Die Frage sollte im Vorfeld mit dem Vollmachtgeber erörtert und anschließend ausdrücklich in der Vollmacht geregelt werden. In der Praxis wird teilweise eine Kompromisslösung zwischen komplettem Ausschluss (vollständiges Schenkungsverbot) und kompletter Zulassung (ausdrückliche Schenkungserlaubnis) von Schenkungen vorgeschlagen, derzufolge dem Bevollmächtigten solche Schenkungen zu gestatten sind, die auf bestimmte Vermögensgegenstände oder einen bestimmten Wert beschränkt sind. Man liest auch öfter von einer eingeschränkten Schenkungserlaubnis dahingehend, dass der Bevollmächtigte Schenkungen tätigen kann, welche auch einem Betreuer gestattet sind.
Rz. 274
Schenkungen waren dem Betreuer nach früherer Rechtslage (§§ 1908i Abs. 2, 1804 BGB a.F.) grundsätzlich untersagt.
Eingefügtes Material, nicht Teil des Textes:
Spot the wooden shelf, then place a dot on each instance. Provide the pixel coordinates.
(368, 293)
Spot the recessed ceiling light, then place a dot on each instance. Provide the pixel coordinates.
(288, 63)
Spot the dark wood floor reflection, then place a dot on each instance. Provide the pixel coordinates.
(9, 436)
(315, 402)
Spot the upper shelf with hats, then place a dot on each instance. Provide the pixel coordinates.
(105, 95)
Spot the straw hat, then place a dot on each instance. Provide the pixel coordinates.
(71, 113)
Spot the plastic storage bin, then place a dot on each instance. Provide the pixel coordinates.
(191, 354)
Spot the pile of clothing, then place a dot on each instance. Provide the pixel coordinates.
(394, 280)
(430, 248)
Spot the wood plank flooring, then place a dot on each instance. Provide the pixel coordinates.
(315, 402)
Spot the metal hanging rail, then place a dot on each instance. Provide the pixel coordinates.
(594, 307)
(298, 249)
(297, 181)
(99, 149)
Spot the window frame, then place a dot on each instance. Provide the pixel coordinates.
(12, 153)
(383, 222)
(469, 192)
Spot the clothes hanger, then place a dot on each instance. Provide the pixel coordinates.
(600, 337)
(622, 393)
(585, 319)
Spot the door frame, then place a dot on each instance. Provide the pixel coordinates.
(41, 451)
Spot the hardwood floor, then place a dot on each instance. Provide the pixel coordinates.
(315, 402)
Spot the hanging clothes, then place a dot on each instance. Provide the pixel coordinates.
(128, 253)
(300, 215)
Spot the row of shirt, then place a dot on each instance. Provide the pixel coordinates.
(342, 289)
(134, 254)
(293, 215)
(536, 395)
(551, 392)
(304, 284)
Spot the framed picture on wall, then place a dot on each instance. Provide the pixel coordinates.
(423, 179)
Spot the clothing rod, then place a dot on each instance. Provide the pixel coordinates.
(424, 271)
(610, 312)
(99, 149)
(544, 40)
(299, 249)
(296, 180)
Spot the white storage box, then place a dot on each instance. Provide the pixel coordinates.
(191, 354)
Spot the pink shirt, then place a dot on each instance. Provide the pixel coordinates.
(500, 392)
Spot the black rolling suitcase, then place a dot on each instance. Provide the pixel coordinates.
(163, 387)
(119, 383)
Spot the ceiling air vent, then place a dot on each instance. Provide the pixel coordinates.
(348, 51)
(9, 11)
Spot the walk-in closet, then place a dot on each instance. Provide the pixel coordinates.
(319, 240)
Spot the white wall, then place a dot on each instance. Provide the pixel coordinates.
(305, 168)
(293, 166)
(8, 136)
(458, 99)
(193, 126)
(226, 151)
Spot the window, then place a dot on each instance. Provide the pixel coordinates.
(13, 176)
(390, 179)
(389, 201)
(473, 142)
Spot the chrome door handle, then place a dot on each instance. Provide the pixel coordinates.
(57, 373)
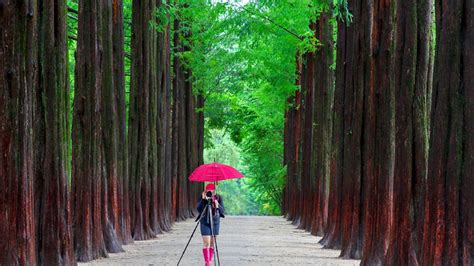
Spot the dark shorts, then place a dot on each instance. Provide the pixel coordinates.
(206, 229)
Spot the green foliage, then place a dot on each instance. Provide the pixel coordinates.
(243, 60)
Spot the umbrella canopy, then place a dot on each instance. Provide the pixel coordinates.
(214, 172)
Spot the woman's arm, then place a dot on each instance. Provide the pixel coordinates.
(200, 207)
(221, 204)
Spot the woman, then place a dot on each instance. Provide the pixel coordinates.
(217, 206)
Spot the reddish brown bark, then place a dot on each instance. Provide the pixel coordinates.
(449, 223)
(322, 123)
(307, 89)
(109, 128)
(119, 91)
(164, 133)
(411, 68)
(333, 234)
(87, 138)
(142, 90)
(381, 136)
(52, 196)
(293, 133)
(18, 38)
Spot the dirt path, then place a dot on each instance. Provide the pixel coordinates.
(244, 240)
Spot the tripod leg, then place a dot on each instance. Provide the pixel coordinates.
(214, 243)
(199, 220)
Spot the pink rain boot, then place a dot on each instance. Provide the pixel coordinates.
(211, 255)
(205, 253)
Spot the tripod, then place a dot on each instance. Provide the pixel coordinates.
(208, 207)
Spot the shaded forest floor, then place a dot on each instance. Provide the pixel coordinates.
(244, 240)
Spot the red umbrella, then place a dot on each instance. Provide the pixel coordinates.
(213, 172)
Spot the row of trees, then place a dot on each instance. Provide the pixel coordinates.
(127, 176)
(381, 164)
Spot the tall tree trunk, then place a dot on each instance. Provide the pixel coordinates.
(381, 134)
(87, 166)
(18, 37)
(143, 88)
(411, 68)
(122, 151)
(322, 123)
(307, 90)
(109, 126)
(53, 214)
(333, 235)
(164, 132)
(180, 84)
(449, 217)
(356, 132)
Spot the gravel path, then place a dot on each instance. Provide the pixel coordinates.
(244, 240)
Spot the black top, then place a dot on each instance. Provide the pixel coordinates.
(216, 213)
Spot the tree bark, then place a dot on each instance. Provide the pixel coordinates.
(119, 90)
(18, 39)
(411, 68)
(449, 217)
(87, 166)
(51, 127)
(380, 123)
(322, 123)
(142, 90)
(110, 128)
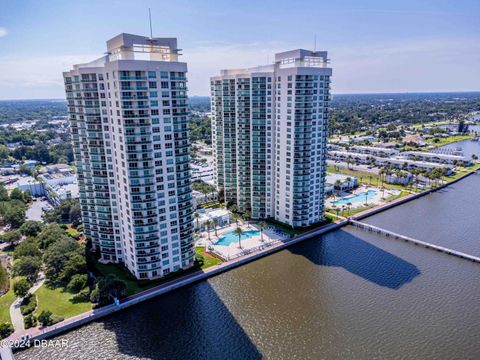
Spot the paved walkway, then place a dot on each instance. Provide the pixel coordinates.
(15, 313)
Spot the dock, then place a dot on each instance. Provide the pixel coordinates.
(388, 233)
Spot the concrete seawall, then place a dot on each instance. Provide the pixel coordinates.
(82, 319)
(406, 199)
(77, 321)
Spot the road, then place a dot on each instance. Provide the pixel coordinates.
(360, 167)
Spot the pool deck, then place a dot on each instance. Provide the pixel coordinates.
(233, 250)
(376, 200)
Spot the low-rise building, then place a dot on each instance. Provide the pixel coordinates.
(394, 162)
(402, 178)
(29, 183)
(57, 193)
(373, 150)
(199, 198)
(345, 183)
(435, 157)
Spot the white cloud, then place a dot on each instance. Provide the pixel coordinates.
(410, 65)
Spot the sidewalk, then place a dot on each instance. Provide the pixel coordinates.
(15, 313)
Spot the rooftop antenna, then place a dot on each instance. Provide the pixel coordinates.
(150, 19)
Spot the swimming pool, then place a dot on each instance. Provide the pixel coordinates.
(356, 198)
(231, 237)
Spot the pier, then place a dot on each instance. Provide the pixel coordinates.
(388, 233)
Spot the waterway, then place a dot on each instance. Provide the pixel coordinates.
(350, 294)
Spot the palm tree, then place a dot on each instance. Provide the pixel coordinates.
(236, 217)
(349, 205)
(233, 208)
(337, 185)
(263, 225)
(197, 217)
(208, 224)
(246, 216)
(239, 232)
(215, 224)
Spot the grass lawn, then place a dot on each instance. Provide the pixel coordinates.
(59, 302)
(364, 177)
(5, 302)
(135, 286)
(207, 259)
(450, 139)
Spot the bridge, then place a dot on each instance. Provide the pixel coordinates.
(388, 233)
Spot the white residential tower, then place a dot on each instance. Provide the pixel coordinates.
(128, 116)
(270, 129)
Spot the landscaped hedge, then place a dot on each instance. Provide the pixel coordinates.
(29, 304)
(30, 321)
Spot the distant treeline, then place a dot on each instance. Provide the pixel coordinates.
(15, 111)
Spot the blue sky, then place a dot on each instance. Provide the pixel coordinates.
(374, 46)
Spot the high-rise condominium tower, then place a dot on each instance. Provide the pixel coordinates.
(128, 117)
(269, 136)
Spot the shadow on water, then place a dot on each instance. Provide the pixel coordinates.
(189, 323)
(359, 257)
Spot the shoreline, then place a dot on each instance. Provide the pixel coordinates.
(14, 340)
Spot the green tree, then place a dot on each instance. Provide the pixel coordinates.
(263, 226)
(4, 152)
(12, 237)
(27, 196)
(107, 288)
(28, 247)
(6, 330)
(45, 318)
(29, 267)
(57, 256)
(31, 228)
(208, 224)
(16, 194)
(77, 283)
(21, 287)
(3, 193)
(50, 234)
(197, 216)
(14, 215)
(75, 265)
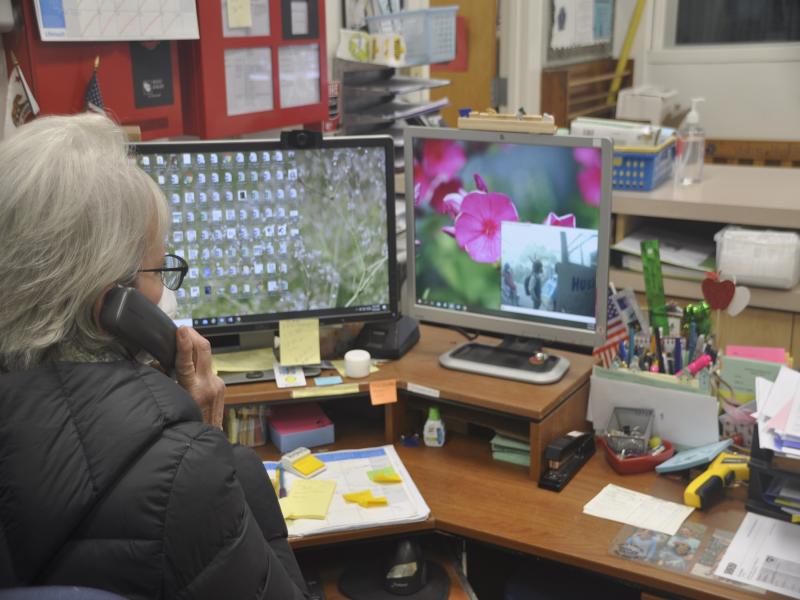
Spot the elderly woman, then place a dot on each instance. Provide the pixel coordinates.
(112, 476)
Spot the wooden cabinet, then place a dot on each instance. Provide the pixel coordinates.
(581, 89)
(763, 197)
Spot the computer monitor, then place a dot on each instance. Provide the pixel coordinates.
(272, 230)
(508, 234)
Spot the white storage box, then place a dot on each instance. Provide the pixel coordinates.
(759, 257)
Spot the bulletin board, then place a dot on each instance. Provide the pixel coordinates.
(139, 81)
(578, 30)
(259, 64)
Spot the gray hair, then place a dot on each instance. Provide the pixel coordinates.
(76, 215)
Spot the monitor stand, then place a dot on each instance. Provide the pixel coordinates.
(520, 359)
(252, 340)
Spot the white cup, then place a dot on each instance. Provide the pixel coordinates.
(356, 363)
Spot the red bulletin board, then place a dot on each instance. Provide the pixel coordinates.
(58, 73)
(203, 62)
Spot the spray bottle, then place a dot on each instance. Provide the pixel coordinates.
(691, 148)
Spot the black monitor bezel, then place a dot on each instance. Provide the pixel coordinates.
(326, 316)
(507, 325)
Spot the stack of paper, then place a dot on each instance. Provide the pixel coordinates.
(778, 412)
(510, 450)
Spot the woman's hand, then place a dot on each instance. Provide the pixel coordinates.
(194, 372)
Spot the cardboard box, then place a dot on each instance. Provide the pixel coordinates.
(647, 104)
(299, 425)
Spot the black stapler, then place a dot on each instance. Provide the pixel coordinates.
(564, 457)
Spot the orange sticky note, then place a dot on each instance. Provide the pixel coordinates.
(383, 392)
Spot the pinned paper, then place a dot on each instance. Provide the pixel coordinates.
(299, 341)
(339, 366)
(308, 499)
(385, 475)
(239, 14)
(365, 499)
(383, 392)
(260, 359)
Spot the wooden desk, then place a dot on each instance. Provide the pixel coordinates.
(473, 496)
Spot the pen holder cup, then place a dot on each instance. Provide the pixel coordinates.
(629, 430)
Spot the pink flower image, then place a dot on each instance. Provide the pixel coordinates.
(589, 176)
(477, 226)
(441, 161)
(567, 220)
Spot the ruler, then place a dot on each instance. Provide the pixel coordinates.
(654, 285)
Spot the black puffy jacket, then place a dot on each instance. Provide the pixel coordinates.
(109, 479)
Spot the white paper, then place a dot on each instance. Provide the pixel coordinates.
(300, 17)
(764, 553)
(121, 20)
(248, 80)
(686, 419)
(349, 469)
(640, 510)
(259, 12)
(298, 68)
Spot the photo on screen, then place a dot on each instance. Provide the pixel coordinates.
(507, 229)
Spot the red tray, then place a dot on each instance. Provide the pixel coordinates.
(636, 464)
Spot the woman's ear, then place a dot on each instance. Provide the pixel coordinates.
(98, 304)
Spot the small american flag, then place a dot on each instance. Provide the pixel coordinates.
(616, 332)
(94, 100)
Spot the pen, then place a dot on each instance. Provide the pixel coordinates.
(281, 487)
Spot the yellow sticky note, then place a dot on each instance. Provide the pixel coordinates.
(260, 359)
(299, 342)
(385, 475)
(339, 366)
(239, 14)
(308, 464)
(308, 499)
(383, 392)
(329, 390)
(365, 499)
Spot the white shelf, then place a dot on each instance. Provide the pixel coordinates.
(784, 300)
(742, 195)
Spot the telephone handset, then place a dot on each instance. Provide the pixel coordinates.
(128, 315)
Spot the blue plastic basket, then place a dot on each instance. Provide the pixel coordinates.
(642, 169)
(430, 34)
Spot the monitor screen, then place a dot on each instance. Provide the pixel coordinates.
(273, 233)
(509, 233)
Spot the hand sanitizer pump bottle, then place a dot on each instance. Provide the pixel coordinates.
(691, 148)
(433, 431)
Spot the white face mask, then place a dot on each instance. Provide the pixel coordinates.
(168, 302)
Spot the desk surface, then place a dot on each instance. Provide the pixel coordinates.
(421, 366)
(755, 196)
(471, 495)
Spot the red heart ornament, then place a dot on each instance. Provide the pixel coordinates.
(718, 294)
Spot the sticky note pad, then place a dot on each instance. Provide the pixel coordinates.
(365, 499)
(385, 475)
(239, 14)
(299, 342)
(383, 392)
(308, 465)
(308, 499)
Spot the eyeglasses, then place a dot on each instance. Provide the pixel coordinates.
(173, 271)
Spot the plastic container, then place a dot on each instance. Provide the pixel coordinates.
(429, 34)
(433, 431)
(642, 168)
(691, 148)
(637, 423)
(759, 257)
(637, 464)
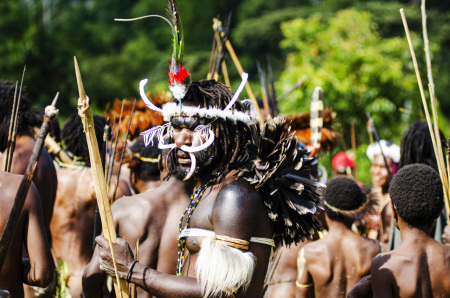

Lediglich Pflicht-, Anstands- und auch Gelegenheitsgeschenke waren erlaubt, wobei die Gerichte diese Begriffe tendenziell eng auslegten. Die zum 1.1.2023 in Kraft getretene Reform des Betreuungsrechts ermöglicht es Betreuern nunmehr grundsätzlich, Schenkungen mit Genehmigung des Betreuungsgerichts vorzunehmen, § 1854 Nr. 8 BGB. Es stellt sich daher die Frage, wie sich dies auswirkt bei Formulierungen in vor dem 1.1.2023 erteilten Vorsorgevollmachten, wonach es dem Bevollmächtigten erlaubt ist, Schenkungen im gleichen Rahmen vorzunehmen, wie dies einem Betreuer rechtlich gestattet ist. Ob es sich um eine statische Verweisung auf die Schenkungskompetenz des Betreuers nach den §§ 1908i Abs. 2 S. 1, 1804 BGB a.F. oder um eine dynamische Verweisung auf § 1854 Nr. 8 BGB n.F. handelt, ist in der bislang erschienen Literatur umstritten. Zu der Frage gibt es bisher noch keine Rechtsprechung, weshalb teilweise empfohlen wird, bei unsicherer Rechtslage vorsorglich einen Betreuer bestellen zu lassen, der für den Vollmachtgeber handelt und die nach § 1854 Nr. 8 BGB erforderliche Genehmigung einholen kann, wenn dies aussichtsreich erscheint.
Rz. 275
Da eine zu Zwecken der Vermögensverwaltung erteilte Kontovollmacht den Bevollmächtigten grundsätzlich nicht dazu berechtigt, das Vermögen des Vollmachtgebers zu verschenken, erst recht nicht, dabei selbst als Schenker aufzutreten oder sich selbst zu beschenken, spricht dieser Grundsatz gegen eine etwaige Behauptung des Bevollmächtigten, er habe im Einklang mit dem Willen des Vollmachtgebers eine Schenkung vollzogen. Bei Zweifeln an einem rechtmäßigen Schenkungsvollzug wird das Problem der Beweislastverteilung bezüglich der behaupteten Schenkung zu einer zentralen Frage.